Кашемиров вздрогнул.

– Мне пора, – бросил он и зашагал к Никольским воротам.

– Господин Кашемиров! Я вам признателен за весьма полезную беседу! – крикнул ему вслед Шварценберг. – Если вы имеете желание продолжить наше знакомство, заходите в отель «Националь», – я там остановился на постой.

При этих словах стоявший у стены Арсенала длинный мещанин толкнул своего малорослого товарища:

– Понял? Он в «Национале» остановился. Пойдём за ним.

– А студент? – спросил товарищ.

– Бездельник, прощелыга. Сбежал с занятий и шатается абы где, – пренебрежительно ответил первый мещанин.
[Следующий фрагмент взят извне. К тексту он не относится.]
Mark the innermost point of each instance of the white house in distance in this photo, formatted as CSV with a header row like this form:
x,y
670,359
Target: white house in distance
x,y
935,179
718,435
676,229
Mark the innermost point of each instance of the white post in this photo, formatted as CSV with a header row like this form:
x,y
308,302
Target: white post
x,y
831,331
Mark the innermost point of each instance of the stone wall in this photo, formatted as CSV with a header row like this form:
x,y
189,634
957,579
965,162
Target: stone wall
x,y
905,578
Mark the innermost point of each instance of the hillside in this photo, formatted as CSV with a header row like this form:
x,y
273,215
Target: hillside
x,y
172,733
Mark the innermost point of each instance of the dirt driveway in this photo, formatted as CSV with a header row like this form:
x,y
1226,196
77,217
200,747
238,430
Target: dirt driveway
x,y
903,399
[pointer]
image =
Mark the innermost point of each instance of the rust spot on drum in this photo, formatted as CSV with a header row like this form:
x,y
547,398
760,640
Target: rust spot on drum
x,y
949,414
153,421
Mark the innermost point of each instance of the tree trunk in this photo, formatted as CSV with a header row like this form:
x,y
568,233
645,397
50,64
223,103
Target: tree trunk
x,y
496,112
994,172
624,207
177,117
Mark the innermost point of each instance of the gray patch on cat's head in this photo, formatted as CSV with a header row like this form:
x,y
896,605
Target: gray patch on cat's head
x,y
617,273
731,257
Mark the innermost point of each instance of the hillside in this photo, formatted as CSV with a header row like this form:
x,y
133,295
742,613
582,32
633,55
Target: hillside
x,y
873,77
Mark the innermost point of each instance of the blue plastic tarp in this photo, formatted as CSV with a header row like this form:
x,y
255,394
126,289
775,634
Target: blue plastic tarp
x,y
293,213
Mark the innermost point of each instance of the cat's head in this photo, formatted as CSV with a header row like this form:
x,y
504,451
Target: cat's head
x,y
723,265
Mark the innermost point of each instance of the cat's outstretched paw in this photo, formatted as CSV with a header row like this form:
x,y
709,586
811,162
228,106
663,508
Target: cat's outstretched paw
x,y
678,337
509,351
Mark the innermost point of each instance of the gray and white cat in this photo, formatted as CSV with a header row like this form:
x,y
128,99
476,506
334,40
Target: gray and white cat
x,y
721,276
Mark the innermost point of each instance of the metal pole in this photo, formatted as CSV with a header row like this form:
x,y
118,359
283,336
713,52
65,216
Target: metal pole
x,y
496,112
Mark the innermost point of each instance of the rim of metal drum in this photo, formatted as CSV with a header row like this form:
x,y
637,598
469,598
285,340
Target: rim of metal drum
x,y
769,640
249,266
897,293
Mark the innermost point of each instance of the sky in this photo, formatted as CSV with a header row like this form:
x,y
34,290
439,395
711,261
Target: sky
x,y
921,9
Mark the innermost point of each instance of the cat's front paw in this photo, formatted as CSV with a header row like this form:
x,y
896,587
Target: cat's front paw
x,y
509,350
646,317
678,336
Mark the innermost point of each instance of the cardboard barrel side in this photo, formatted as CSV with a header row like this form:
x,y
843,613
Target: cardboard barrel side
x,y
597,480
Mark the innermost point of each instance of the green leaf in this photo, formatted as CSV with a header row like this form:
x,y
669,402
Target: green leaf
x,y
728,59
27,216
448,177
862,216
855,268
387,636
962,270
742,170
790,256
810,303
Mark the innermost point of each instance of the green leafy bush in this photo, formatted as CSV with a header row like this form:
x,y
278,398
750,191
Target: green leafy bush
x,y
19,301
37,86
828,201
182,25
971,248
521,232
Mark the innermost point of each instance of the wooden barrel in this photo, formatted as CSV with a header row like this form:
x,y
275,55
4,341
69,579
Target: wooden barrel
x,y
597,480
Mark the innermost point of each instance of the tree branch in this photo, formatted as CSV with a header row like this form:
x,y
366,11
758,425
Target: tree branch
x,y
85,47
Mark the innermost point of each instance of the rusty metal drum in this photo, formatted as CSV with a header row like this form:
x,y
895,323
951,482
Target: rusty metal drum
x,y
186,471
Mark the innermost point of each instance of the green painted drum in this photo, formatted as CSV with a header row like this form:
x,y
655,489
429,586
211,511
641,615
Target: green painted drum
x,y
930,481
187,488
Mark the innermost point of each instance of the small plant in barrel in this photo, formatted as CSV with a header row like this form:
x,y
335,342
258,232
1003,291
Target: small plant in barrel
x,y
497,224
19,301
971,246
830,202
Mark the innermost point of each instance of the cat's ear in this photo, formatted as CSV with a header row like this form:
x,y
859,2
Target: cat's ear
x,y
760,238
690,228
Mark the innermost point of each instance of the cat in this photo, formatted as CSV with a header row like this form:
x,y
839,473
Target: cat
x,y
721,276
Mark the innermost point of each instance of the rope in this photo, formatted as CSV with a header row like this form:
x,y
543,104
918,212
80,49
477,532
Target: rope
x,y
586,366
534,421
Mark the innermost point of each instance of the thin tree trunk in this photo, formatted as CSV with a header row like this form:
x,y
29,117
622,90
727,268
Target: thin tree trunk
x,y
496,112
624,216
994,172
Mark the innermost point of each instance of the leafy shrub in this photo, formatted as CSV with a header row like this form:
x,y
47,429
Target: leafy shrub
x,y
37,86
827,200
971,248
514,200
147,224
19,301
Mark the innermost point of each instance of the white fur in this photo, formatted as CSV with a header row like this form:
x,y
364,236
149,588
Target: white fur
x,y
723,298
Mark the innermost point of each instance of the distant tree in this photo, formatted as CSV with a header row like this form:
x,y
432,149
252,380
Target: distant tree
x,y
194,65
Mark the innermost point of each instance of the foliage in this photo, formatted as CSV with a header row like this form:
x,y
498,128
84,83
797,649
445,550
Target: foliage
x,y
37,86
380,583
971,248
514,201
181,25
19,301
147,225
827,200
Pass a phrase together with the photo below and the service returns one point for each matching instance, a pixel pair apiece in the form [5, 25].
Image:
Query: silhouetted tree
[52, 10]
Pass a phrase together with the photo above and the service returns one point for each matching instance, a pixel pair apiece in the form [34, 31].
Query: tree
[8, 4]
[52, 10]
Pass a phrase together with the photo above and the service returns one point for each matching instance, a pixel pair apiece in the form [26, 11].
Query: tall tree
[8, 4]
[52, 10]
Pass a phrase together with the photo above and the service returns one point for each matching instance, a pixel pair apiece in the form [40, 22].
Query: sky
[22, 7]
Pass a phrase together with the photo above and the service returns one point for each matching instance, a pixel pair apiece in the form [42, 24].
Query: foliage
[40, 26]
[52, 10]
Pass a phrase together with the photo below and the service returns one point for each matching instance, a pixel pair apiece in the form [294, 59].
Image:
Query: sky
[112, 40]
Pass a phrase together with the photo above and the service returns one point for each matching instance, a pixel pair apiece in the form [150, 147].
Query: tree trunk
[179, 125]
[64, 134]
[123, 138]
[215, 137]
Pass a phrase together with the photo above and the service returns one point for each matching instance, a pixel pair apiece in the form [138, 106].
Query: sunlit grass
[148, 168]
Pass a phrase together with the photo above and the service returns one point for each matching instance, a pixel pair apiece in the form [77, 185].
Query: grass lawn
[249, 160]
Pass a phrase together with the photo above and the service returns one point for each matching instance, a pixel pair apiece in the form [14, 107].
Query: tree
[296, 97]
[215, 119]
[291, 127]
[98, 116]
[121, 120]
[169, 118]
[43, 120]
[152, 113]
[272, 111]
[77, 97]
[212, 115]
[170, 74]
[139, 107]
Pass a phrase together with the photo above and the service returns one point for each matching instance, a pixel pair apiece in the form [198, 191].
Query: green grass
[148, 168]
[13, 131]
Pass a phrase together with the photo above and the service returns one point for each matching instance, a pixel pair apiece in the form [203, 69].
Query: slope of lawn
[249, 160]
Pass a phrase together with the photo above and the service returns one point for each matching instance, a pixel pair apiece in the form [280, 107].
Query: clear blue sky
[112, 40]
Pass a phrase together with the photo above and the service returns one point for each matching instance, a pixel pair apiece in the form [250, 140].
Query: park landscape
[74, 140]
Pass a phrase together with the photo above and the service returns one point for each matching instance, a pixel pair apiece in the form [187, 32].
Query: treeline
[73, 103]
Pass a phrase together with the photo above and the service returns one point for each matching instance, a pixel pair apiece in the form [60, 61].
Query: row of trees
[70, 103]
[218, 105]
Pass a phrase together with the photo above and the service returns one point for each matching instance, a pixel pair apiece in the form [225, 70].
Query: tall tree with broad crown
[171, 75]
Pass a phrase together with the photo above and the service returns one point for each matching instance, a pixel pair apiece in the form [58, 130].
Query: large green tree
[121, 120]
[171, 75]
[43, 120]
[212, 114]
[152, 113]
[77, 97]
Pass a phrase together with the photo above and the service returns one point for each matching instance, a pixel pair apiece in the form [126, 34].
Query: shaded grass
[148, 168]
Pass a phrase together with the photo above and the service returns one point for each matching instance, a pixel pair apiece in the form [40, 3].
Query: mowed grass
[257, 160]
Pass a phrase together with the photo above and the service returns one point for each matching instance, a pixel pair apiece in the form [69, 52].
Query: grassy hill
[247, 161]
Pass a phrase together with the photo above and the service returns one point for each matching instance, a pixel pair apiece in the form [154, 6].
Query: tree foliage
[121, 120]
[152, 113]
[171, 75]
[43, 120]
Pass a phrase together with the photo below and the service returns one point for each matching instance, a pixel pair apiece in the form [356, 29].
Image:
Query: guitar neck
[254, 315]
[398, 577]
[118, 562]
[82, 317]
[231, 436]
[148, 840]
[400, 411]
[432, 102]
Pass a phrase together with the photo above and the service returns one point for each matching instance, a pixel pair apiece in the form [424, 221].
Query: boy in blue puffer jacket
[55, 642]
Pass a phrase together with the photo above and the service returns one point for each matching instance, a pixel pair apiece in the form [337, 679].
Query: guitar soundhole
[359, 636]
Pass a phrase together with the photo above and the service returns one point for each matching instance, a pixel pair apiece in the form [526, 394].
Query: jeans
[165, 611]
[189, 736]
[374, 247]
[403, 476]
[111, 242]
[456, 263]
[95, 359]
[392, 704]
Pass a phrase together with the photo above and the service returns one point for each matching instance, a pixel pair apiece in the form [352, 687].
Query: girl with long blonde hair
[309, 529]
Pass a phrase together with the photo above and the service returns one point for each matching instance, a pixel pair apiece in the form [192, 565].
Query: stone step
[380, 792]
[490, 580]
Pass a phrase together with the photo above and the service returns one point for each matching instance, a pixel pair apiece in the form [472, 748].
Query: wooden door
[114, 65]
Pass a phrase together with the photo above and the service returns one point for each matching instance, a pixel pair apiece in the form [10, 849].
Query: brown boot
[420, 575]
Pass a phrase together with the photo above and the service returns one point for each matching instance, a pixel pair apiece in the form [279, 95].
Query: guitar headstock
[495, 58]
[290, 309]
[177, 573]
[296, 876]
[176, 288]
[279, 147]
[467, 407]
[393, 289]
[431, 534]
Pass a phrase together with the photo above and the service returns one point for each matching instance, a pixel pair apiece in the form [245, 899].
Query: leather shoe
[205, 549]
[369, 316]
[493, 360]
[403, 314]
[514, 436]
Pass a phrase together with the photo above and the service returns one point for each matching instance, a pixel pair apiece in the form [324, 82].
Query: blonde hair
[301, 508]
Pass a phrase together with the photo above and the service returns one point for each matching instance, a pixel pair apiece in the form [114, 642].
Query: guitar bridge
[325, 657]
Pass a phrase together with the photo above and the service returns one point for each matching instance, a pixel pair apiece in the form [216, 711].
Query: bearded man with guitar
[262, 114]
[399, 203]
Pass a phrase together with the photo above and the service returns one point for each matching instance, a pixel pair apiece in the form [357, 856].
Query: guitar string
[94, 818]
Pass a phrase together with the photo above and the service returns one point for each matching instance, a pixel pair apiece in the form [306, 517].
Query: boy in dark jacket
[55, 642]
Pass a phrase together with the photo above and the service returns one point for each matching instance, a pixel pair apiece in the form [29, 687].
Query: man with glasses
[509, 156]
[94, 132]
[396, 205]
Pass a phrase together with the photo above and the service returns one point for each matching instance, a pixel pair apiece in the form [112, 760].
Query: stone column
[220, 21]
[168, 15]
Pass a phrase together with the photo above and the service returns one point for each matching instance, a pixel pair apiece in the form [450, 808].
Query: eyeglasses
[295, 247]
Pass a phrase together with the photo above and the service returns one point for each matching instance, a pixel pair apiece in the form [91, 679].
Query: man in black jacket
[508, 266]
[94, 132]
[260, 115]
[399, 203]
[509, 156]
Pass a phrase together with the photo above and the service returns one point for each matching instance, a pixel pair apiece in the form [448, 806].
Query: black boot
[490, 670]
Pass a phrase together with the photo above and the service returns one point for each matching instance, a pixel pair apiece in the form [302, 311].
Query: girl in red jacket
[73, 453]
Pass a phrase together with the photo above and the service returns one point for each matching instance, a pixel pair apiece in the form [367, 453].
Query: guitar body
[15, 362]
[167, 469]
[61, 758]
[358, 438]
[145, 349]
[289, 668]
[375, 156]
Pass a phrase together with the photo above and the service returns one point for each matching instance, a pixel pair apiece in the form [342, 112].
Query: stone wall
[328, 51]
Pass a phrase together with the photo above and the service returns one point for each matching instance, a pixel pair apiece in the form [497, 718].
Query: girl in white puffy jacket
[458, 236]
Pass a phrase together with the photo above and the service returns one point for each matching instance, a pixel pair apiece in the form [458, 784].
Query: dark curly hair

– А ты слышал, что он сказал? «Кровавый тиран», «узурпатор». Может, он и впрямь политический?

– Станет тебе политический неизвестно перед кем распинаться. Эх ты, Вася, думать надо! – первый постучал второго по фуражке. – А этот иностранец – крупная птица, нюхом чую. Наградные за него получим, помяни моё слово!

*** 

От Красной площади, сделав большой крюк через Лубянку, Маросейку и Солянку, Кашемиров вышел к Яузе, и, перейдя мост, по Николоямской улице добрался до Шелапутинского переулка. Тут Кашемиров решил ещё раз убедиться, что за ним нет слежки – он пошёл было по переулку, но потом внезапно развернулся и направился обратно. Опасения оказались напрасными: переулок был пуст, а по улице лишь проехали к Рогожской заставе две крестьянские телеги, запряжённые чахлыми лошадёнками, да прошла молодая баба с корзиной мокрого белья, выстиранного, наверное, в полынье на Яузе.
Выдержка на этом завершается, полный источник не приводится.